1. If you only called in sick once or twice a year, you would notice no change.

2. If you had a significant illness, injury, etc that had you out for weeks or more, you would indeed take a pay hit, but even that could be made up with a "rapid recharge" or some such slogan.

3. If you were the kind of pilot who called in sick once every month or two just because (insert reason), you would see a very big hit to your earnings.

Guess what? Sick leave declined a lot.

The system thankfully didn't last that long. Profitability returned, and a couple of years later, our negotiators wisely negotiated a return to, and even improvements to, our original sick leave system that we enjoy today.

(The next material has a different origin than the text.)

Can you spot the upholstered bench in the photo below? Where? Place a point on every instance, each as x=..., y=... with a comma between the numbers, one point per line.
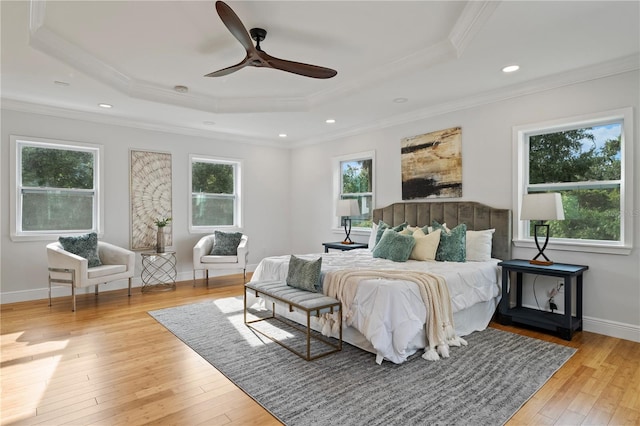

"Shockingly" sick leave went right back to where it had been, traditionally.

"Flu season?" Please.
A bad flu season can easily double, triple, or quadruple sick calls from the baseline. Talk to anyone at AA or UA, and they’ll tell you that sick calls have surged there as well.

How is lookback any more of a hindrance than GFB? IMHO, GFB is the worse of the two because it can occur at a much lower threshold. Neither have ever stopped me from calling in sick though.

Every pilot here either allows their sick call behavior to be influenced by GFB / lookback, or they don’t. Nobody is significantly influenced by one form of verification but not the other.